Originally named after a 19th-century Russian aristocrat, beef stroganoff has spread to every corner of the world, and the original idea has been adapted to all kinds of local cuisines and personal preferences. Traditionally, beef stroganoff was cubes of meat sautéed with mustard and served with sour cream, but cooks around the world have changed the cubes to strips, and added tomatoes, mushrooms, onions, noodles, and other special touches.
In the United States, beef stroganoff is usually made with sweet cream instead of sour, and served on top of noodles (and also usually served out of a microwaved plastic tray), but you can do better than that! This Paleo variation passes up on such a heavy dinner for something a little more sophisticated: a white wine reduction sauce with coconut milk and a teaspoon of Dijon mustard to keep the classic, sweet-sharp taste. Also, compared to our more traditional beef stroganoff recipe, this one is more stir-fry style.
Not big on alcohol? That’s OK; the wine in this recipe is optional if you don’t want to use it. Just add 1/3 cup of homemade beef stock instead for a velvety, alcohol-free sauce.

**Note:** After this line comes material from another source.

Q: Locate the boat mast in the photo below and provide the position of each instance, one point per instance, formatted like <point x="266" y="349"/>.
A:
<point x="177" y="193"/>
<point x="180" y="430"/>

You can also hold the tapioca starch if you don’t have any or don’t want to use it; it’s an optional ingredient just to thicken up the sauce.
It’s delicious on its own, but if you just can’t imagine a plate like this without noodles, why not try serving it with some Paleo spaghetti, or for a slightly different twist, use it to replace the chicken stew in this recipe. Either way, the side is as easy as the meat – and the meat is pretty hassle-free. Spend 15 minutes to toss everything in the skillet on a busy evening, then go take care of the rest of your life while it cooks and come back to a hearty, healthy dinner almost ready to go.
Beef Stroganoff Recipe
Add to Meal Plan
- 2 pounds beef chuck roast or sirloin cut into strips;
- 6 oz. mushrooms, sliced;
- 4 green onions, sliced;
- 1 cup beef stock;
- 1/3 cup full-fat coconut milk;
- 1/3 cup white wine; (optional)
- ½ tbsp. tapioca starch; (optional)
- 1 tsp. Dijon mustard;
- Cooking fat;
- Sea salt and freshly ground black pepper to taste;
- Season the beef strips to taste with sea salt and black pepper to taste.
- Melt some cooking fat and brown the beef for 1 to 2 minutes in a large skillet placed over a medium-high heat.
- Add the green onions and cook for another 4 minutes.
- Add the white wine. Bring to a boil; then turn down the heat and cook, uncovered, until the liquid is reduced by half.
- Add the beef stock. Bring to a boil, lower heat, and simmer for 45 minutes or until the beef is cooked through but still tender.
- Add the mushrooms and coconut milk to the skillet, and cook for another 5 minutes.
- (Optional) If you like a thicker sauce, add the tapioca starch now and stir it in well.
- Season to taste once again and serve.